Ненависть не является злом точно в такой же мере, как любовь не есть добро. И то, и другое представляет собой естественную эмоцию, которая в определенных ситуациях вполне адекватна. Мы любим правду и ненавидим лицемерие. Мы любим то, что доставляет нам удовольствие, мы ненавидим то, что заставляет нас испытывать боль. Между двумя указанными эмоциями существует такое же полярное взаимоотношение, как между гневом и страхом. Мы не можем быть в одно и то же время и разгневаны, и испуганы, хотя, если ситуация требует этого, мы можем быстро чередовать эти чувства. Так, в какой-то момент мы испытываем гнев и готовность напасть на противника, но затем этот импульс улетучивается, и мы чувствуем в себе страх и желание отступить.
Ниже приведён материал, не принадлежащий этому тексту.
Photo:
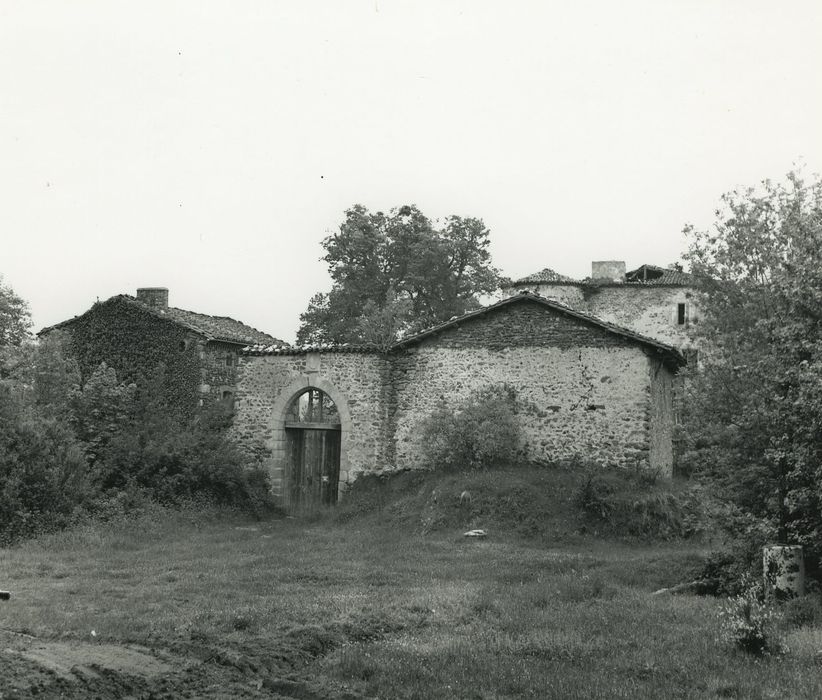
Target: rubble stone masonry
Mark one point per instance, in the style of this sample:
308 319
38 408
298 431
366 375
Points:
584 393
Точно так же мы можем любить и ненавидеть, но не одновременно. Предвкушение удовольствия возбуждает нас и словно делает выше ростом. Мы как бы расширяемся и удлиняемся под воздействием нарождающегося внутреннего тепла. Если возбуждение нарастает, мы ощущаем себя любящими и восприимчивыми к любви. Но если в этом состоянии что-то ранит нас, то все тело сразу сожмется и как бы укоротится. Если рана серьезна, то указанное сжатие породит в теле ощущение холода и стылости. Чтобы возбудить подобные сильные последствия, рану должен нанести тот, кого мы любим. Таким образом, ненависть можно понимать как застывшую от холода, закоченевшую любовь. Помнится, в одном из совместных сеансов с участием и родителей, и ребенка я слышал, как ребенок несколько раз истошно визжал на кого-то из родителей: «Я ненавижу тебя, ненавижу!» Выразив таким образом свою ненависть, ребенок тут же разражался исступленными рыданиями и бросался в родительские объятия. Если ненависть представляет собой заледеневшую любовь, то это объясняет присущую каждому из этих чувств способность обратиться в другое — достаточно вспомнить известную пословицу: «От любви до ненависти — один шаг».